A NEW emergency phone line to protect women, Insulate Britain and the rise of Matt Hancock were the topics discussed by columnists in the newspapers.
The Daily Mail
Sarah Vine said the chief executive of BT had raised plans for a new emergency phone number designed to protect lone women, in the wake of the death of Sabina Nessa and murder of Sarah Everard.
“The ‘888 number’ could even work as an app, and would enable anyone to have friends or family track their progress home, triggering alerts if they failed to reach their destination within a certain time limit,” she said. “The problem is not the technology — that already exists, it would simply be a case of modifying it to suit the purpose. No, as ever, it’s the politics of the thing.”
She said the accusation — as put forward on Radio 4’s PM programme at the weekend — is that the plan might even be ‘positively harmful’, on the basis that it puts the onus on women to take steps to keep themselves safe.
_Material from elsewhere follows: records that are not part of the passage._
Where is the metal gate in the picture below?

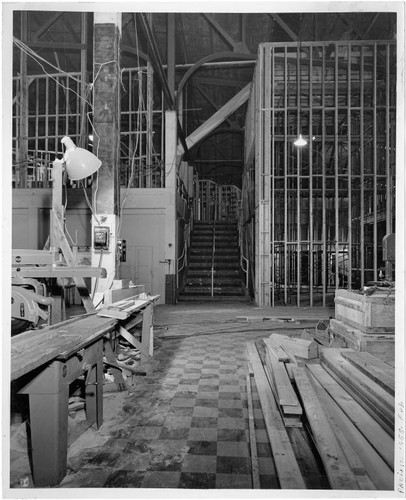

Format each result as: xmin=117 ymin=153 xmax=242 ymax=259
xmin=194 ymin=180 xmax=241 ymax=221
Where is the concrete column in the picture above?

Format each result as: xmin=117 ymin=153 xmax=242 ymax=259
xmin=92 ymin=12 xmax=121 ymax=306
xmin=165 ymin=111 xmax=178 ymax=304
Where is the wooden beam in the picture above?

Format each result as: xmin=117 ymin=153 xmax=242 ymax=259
xmin=166 ymin=12 xmax=176 ymax=99
xmin=268 ymin=14 xmax=299 ymax=42
xmin=201 ymin=13 xmax=239 ymax=51
xmin=178 ymin=84 xmax=251 ymax=154
xmin=246 ymin=374 xmax=261 ymax=490
xmin=293 ymin=367 xmax=359 ymax=490
xmin=193 ymin=83 xmax=231 ymax=126
xmin=30 ymin=11 xmax=65 ymax=40
xmin=247 ymin=342 xmax=306 ymax=490
xmin=175 ymin=14 xmax=188 ymax=63
xmin=307 ymin=364 xmax=394 ymax=490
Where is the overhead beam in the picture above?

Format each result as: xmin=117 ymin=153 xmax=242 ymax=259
xmin=201 ymin=13 xmax=249 ymax=52
xmin=32 ymin=11 xmax=64 ymax=42
xmin=178 ymin=83 xmax=251 ymax=154
xmin=268 ymin=14 xmax=299 ymax=42
xmin=166 ymin=12 xmax=176 ymax=100
xmin=193 ymin=83 xmax=231 ymax=125
xmin=175 ymin=14 xmax=188 ymax=63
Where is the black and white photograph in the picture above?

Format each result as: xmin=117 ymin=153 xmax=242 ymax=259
xmin=1 ymin=1 xmax=406 ymax=499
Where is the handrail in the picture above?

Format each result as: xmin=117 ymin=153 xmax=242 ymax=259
xmin=211 ymin=221 xmax=216 ymax=297
xmin=238 ymin=202 xmax=250 ymax=289
xmin=176 ymin=219 xmax=192 ymax=288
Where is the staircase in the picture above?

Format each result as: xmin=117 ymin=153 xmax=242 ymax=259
xmin=179 ymin=221 xmax=250 ymax=302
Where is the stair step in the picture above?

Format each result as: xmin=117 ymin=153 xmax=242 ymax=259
xmin=178 ymin=295 xmax=251 ymax=302
xmin=188 ymin=268 xmax=241 ymax=279
xmin=189 ymin=261 xmax=240 ymax=271
xmin=185 ymin=277 xmax=241 ymax=288
xmin=181 ymin=286 xmax=245 ymax=296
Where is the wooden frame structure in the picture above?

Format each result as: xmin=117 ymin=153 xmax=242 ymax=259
xmin=242 ymin=41 xmax=396 ymax=306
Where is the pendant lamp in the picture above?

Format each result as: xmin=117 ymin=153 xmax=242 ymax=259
xmin=61 ymin=136 xmax=102 ymax=181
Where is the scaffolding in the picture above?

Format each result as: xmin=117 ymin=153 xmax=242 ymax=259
xmin=242 ymin=41 xmax=396 ymax=306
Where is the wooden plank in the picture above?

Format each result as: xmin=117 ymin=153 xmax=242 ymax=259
xmin=247 ymin=342 xmax=305 ymax=489
xmin=308 ymin=365 xmax=394 ymax=470
xmin=322 ymin=363 xmax=394 ymax=438
xmin=11 ymin=314 xmax=116 ymax=380
xmin=309 ymin=366 xmax=376 ymax=490
xmin=264 ymin=364 xmax=302 ymax=427
xmin=293 ymin=367 xmax=359 ymax=490
xmin=340 ymin=349 xmax=395 ymax=396
xmin=270 ymin=333 xmax=318 ymax=359
xmin=267 ymin=355 xmax=300 ymax=408
xmin=263 ymin=338 xmax=290 ymax=363
xmin=118 ymin=326 xmax=149 ymax=357
xmin=246 ymin=374 xmax=261 ymax=489
xmin=104 ymin=285 xmax=145 ymax=305
xmin=321 ymin=349 xmax=395 ymax=432
xmin=178 ymin=84 xmax=251 ymax=154
xmin=307 ymin=365 xmax=394 ymax=490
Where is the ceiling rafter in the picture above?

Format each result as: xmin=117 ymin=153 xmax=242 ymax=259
xmin=32 ymin=11 xmax=64 ymax=42
xmin=175 ymin=14 xmax=188 ymax=63
xmin=192 ymin=82 xmax=231 ymax=125
xmin=201 ymin=13 xmax=250 ymax=54
xmin=268 ymin=14 xmax=299 ymax=42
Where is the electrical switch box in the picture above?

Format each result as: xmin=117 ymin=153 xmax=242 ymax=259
xmin=93 ymin=226 xmax=110 ymax=252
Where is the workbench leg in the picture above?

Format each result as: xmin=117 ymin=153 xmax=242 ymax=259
xmin=85 ymin=358 xmax=104 ymax=428
xmin=104 ymin=340 xmax=127 ymax=391
xmin=141 ymin=304 xmax=154 ymax=363
xmin=29 ymin=386 xmax=69 ymax=487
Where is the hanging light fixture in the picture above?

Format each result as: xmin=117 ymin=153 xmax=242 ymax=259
xmin=293 ymin=134 xmax=307 ymax=147
xmin=293 ymin=15 xmax=307 ymax=147
xmin=61 ymin=136 xmax=102 ymax=181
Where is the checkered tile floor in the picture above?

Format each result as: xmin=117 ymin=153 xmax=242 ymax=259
xmin=60 ymin=333 xmax=279 ymax=489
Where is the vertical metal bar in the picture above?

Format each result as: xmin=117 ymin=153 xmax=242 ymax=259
xmin=372 ymin=43 xmax=378 ymax=281
xmin=309 ymin=45 xmax=314 ymax=307
xmin=55 ymin=76 xmax=60 ymax=153
xmin=147 ymin=61 xmax=152 ymax=187
xmin=296 ymin=44 xmax=302 ymax=307
xmin=262 ymin=46 xmax=273 ymax=305
xmin=65 ymin=76 xmax=68 ymax=137
xmin=347 ymin=43 xmax=352 ymax=290
xmin=283 ymin=45 xmax=289 ymax=306
xmin=35 ymin=78 xmax=40 ymax=151
xmin=360 ymin=45 xmax=365 ymax=289
xmin=167 ymin=12 xmax=176 ymax=97
xmin=334 ymin=43 xmax=340 ymax=290
xmin=385 ymin=43 xmax=393 ymax=234
xmin=16 ymin=11 xmax=29 ymax=188
xmin=267 ymin=45 xmax=275 ymax=307
xmin=321 ymin=45 xmax=328 ymax=307
xmin=44 ymin=77 xmax=49 ymax=180
xmin=79 ymin=12 xmax=88 ymax=147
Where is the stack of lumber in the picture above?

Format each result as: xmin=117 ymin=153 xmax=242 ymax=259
xmin=247 ymin=342 xmax=305 ymax=489
xmin=293 ymin=349 xmax=394 ymax=490
xmin=247 ymin=334 xmax=394 ymax=491
xmin=320 ymin=349 xmax=395 ymax=437
xmin=269 ymin=333 xmax=318 ymax=360
xmin=97 ymin=294 xmax=159 ymax=320
xmin=264 ymin=339 xmax=303 ymax=427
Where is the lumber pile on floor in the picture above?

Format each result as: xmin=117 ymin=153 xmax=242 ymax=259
xmin=264 ymin=339 xmax=303 ymax=427
xmin=247 ymin=334 xmax=394 ymax=491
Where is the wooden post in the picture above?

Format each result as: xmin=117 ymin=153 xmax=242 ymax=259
xmin=162 ymin=111 xmax=178 ymax=304
xmin=92 ymin=12 xmax=121 ymax=305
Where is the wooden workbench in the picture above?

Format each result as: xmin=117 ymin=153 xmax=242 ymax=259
xmin=11 ymin=296 xmax=159 ymax=486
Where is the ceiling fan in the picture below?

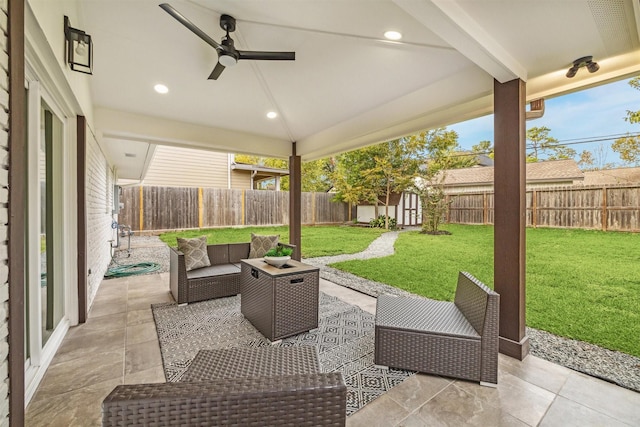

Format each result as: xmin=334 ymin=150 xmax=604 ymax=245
xmin=160 ymin=3 xmax=296 ymax=80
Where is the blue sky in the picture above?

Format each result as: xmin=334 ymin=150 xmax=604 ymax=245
xmin=447 ymin=79 xmax=640 ymax=166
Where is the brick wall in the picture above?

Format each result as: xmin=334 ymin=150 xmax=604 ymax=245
xmin=86 ymin=132 xmax=115 ymax=306
xmin=0 ymin=0 xmax=9 ymax=426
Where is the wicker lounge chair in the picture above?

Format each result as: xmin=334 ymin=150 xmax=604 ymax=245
xmin=102 ymin=347 xmax=347 ymax=427
xmin=374 ymin=272 xmax=500 ymax=386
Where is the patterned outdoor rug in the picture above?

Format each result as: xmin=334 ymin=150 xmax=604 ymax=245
xmin=152 ymin=292 xmax=414 ymax=415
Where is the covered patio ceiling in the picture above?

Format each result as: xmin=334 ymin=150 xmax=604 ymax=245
xmin=81 ymin=0 xmax=640 ymax=179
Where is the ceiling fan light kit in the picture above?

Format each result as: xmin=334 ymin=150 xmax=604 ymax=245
xmin=566 ymin=56 xmax=600 ymax=79
xmin=160 ymin=3 xmax=296 ymax=80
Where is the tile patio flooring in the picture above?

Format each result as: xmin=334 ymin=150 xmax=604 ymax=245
xmin=25 ymin=273 xmax=640 ymax=427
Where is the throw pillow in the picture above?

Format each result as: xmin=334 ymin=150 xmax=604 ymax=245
xmin=249 ymin=233 xmax=280 ymax=258
xmin=178 ymin=236 xmax=211 ymax=271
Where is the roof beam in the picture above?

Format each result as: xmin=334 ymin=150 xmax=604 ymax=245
xmin=393 ymin=0 xmax=528 ymax=83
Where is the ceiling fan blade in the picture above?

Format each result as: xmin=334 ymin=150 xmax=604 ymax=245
xmin=208 ymin=62 xmax=224 ymax=80
xmin=238 ymin=50 xmax=296 ymax=61
xmin=160 ymin=3 xmax=220 ymax=49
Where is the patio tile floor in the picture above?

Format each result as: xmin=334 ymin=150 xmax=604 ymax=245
xmin=25 ymin=273 xmax=640 ymax=427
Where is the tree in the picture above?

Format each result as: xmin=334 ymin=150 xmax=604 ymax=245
xmin=412 ymin=128 xmax=470 ymax=234
xmin=332 ymin=147 xmax=378 ymax=221
xmin=527 ymin=126 xmax=576 ymax=162
xmin=578 ymin=145 xmax=615 ymax=171
xmin=334 ymin=138 xmax=422 ymax=229
xmin=302 ymin=157 xmax=335 ymax=193
xmin=365 ymin=137 xmax=424 ymax=230
xmin=611 ymin=77 xmax=640 ymax=165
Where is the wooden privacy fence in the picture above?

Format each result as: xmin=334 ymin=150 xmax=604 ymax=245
xmin=447 ymin=184 xmax=640 ymax=232
xmin=118 ymin=187 xmax=349 ymax=231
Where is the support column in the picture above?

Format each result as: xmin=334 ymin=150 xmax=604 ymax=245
xmin=8 ymin=0 xmax=27 ymax=427
xmin=493 ymin=79 xmax=529 ymax=360
xmin=76 ymin=116 xmax=88 ymax=323
xmin=289 ymin=142 xmax=302 ymax=261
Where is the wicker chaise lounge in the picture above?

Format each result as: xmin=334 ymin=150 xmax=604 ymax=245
xmin=102 ymin=347 xmax=347 ymax=427
xmin=374 ymin=272 xmax=500 ymax=386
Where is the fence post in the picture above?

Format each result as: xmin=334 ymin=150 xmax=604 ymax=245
xmin=140 ymin=185 xmax=144 ymax=231
xmin=198 ymin=187 xmax=204 ymax=228
xmin=602 ymin=186 xmax=608 ymax=231
xmin=482 ymin=191 xmax=489 ymax=225
xmin=240 ymin=188 xmax=245 ymax=225
xmin=531 ymin=190 xmax=538 ymax=227
xmin=311 ymin=192 xmax=318 ymax=225
xmin=444 ymin=194 xmax=451 ymax=224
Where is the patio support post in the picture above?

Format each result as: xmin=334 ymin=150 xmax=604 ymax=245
xmin=76 ymin=116 xmax=87 ymax=323
xmin=8 ymin=0 xmax=27 ymax=427
xmin=493 ymin=79 xmax=529 ymax=360
xmin=289 ymin=142 xmax=302 ymax=261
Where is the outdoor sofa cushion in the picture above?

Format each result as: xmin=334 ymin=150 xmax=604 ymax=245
xmin=187 ymin=264 xmax=240 ymax=279
xmin=178 ymin=236 xmax=211 ymax=271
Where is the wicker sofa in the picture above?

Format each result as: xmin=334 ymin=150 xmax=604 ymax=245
xmin=102 ymin=346 xmax=347 ymax=427
xmin=374 ymin=272 xmax=500 ymax=386
xmin=169 ymin=242 xmax=295 ymax=304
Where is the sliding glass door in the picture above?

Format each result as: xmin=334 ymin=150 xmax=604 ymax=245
xmin=25 ymin=81 xmax=68 ymax=398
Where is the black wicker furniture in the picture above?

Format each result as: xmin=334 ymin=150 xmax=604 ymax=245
xmin=240 ymin=258 xmax=320 ymax=341
xmin=102 ymin=347 xmax=347 ymax=426
xmin=169 ymin=242 xmax=295 ymax=304
xmin=374 ymin=272 xmax=500 ymax=386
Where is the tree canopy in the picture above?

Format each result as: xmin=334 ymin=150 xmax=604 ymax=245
xmin=611 ymin=77 xmax=640 ymax=165
xmin=527 ymin=126 xmax=576 ymax=162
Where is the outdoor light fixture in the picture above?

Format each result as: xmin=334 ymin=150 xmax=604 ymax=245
xmin=64 ymin=16 xmax=93 ymax=74
xmin=567 ymin=56 xmax=600 ymax=78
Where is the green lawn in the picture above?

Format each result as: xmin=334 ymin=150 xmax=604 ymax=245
xmin=160 ymin=226 xmax=383 ymax=258
xmin=330 ymin=225 xmax=640 ymax=356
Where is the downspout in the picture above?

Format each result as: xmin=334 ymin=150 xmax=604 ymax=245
xmin=227 ymin=153 xmax=235 ymax=190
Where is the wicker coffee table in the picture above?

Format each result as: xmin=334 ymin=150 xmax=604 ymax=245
xmin=240 ymin=258 xmax=320 ymax=341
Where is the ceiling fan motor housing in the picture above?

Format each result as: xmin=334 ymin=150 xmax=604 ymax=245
xmin=220 ymin=15 xmax=236 ymax=33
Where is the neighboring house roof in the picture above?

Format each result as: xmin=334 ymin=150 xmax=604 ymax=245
xmin=583 ymin=167 xmax=640 ymax=185
xmin=444 ymin=160 xmax=584 ymax=187
xmin=231 ymin=162 xmax=289 ymax=177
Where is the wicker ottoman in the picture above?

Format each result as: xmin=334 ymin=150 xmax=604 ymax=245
xmin=374 ymin=272 xmax=499 ymax=386
xmin=102 ymin=346 xmax=347 ymax=427
xmin=180 ymin=346 xmax=320 ymax=382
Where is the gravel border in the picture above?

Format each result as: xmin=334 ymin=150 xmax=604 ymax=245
xmin=111 ymin=234 xmax=640 ymax=392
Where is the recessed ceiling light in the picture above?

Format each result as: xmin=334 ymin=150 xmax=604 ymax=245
xmin=384 ymin=31 xmax=402 ymax=40
xmin=153 ymin=83 xmax=169 ymax=94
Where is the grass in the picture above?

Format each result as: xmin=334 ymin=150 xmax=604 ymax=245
xmin=160 ymin=226 xmax=383 ymax=258
xmin=333 ymin=225 xmax=640 ymax=357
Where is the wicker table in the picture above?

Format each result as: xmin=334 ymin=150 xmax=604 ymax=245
xmin=240 ymin=258 xmax=320 ymax=341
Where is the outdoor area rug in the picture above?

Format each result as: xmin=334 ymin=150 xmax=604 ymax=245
xmin=151 ymin=292 xmax=414 ymax=415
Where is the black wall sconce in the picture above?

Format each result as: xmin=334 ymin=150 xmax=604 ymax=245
xmin=64 ymin=16 xmax=93 ymax=74
xmin=567 ymin=56 xmax=600 ymax=78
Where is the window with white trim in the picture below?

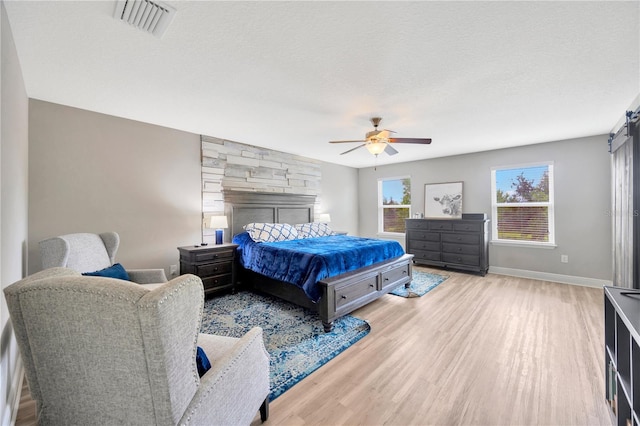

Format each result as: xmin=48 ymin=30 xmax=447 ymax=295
xmin=491 ymin=162 xmax=555 ymax=245
xmin=378 ymin=177 xmax=411 ymax=233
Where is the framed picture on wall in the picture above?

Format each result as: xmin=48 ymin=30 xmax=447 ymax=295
xmin=424 ymin=182 xmax=462 ymax=219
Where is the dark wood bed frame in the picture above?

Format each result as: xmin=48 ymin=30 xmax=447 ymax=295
xmin=223 ymin=191 xmax=413 ymax=332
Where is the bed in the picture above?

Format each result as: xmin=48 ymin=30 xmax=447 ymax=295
xmin=224 ymin=191 xmax=413 ymax=332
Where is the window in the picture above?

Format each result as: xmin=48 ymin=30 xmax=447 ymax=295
xmin=378 ymin=178 xmax=411 ymax=233
xmin=491 ymin=163 xmax=555 ymax=245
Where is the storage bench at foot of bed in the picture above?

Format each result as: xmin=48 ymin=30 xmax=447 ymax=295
xmin=318 ymin=254 xmax=413 ymax=332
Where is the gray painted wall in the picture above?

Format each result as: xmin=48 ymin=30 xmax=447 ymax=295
xmin=359 ymin=135 xmax=612 ymax=280
xmin=318 ymin=163 xmax=359 ymax=235
xmin=29 ymin=99 xmax=201 ymax=276
xmin=0 ymin=2 xmax=28 ymax=425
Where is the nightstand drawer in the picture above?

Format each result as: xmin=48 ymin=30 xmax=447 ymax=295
xmin=196 ymin=262 xmax=233 ymax=277
xmin=202 ymin=274 xmax=233 ymax=291
xmin=442 ymin=234 xmax=482 ymax=245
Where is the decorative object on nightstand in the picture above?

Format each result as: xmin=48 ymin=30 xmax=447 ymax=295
xmin=178 ymin=243 xmax=238 ymax=295
xmin=405 ymin=213 xmax=489 ymax=276
xmin=209 ymin=216 xmax=229 ymax=244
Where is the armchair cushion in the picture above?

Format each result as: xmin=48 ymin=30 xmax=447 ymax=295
xmin=82 ymin=263 xmax=131 ymax=281
xmin=4 ymin=268 xmax=269 ymax=425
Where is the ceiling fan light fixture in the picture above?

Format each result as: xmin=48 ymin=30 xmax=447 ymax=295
xmin=366 ymin=142 xmax=387 ymax=155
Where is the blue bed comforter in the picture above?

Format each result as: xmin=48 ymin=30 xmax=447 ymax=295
xmin=233 ymin=232 xmax=404 ymax=302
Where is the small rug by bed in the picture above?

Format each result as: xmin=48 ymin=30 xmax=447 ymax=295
xmin=389 ymin=270 xmax=448 ymax=297
xmin=201 ymin=291 xmax=371 ymax=401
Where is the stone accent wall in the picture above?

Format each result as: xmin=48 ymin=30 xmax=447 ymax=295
xmin=200 ymin=135 xmax=322 ymax=243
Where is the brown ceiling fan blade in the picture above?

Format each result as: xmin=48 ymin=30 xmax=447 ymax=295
xmin=340 ymin=141 xmax=366 ymax=155
xmin=389 ymin=138 xmax=431 ymax=144
xmin=384 ymin=144 xmax=398 ymax=155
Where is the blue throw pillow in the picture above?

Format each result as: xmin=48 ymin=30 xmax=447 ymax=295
xmin=196 ymin=346 xmax=211 ymax=377
xmin=82 ymin=263 xmax=131 ymax=281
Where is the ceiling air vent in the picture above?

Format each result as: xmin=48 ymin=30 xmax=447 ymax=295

“Yes, let’s work towards a safer world for all,” she said. “But let’s not, in the meantime, make the best the enemy of the good. If [this] idea can help keep just one person safe, it will have been worth it.”
The Daily Express
Paul Baldwin said ‘those infuriating dullards Insulate Britain’ are finally being dragged off the roads.
“About time,” he said. “We’ve put up with this mob of the faintly mentally ill and the sinisterly fascist for too long. As they used to say in the 70’s, you’re going to get your flipping head kicked in.”
He said the police, with their’ incomprehensible inaction’, will have to take their fair share of the blame for enabling and escalating the situation.
“We pay the force to protect and serve us - but they prefer to virtue signal and interpret the law to fit their force’s woke strategies,” he said. “As a nation we are tolerant to a fault and generally against violence over debate but how many of you cheered to see the numpties being dragged away by the very members of the public these idiots think they are here to save? I know I did.”
The Independent
Rupert Hawksley said Matt Hancock has been doing rather well for himself since leaving Government.
“There was the holiday to the Swiss Alps; a first attempt at the London marathon; and now an exciting new job,” he said. “Hancock announced last night that he will take up the role of United Nations special representative, working ‘to help African economic recovery from the Covid-19 pandemic.’
“The letter from Vera Songwe, the executive secretary of the UN Economic Commission for Africa, appointing Hancock to the role, is unequivocal. No mention anywhere of the lives lost or the fact that Hancock’s previous boss, the prime minister, described him as “totally f**king useless”. He obviously interviewed well.”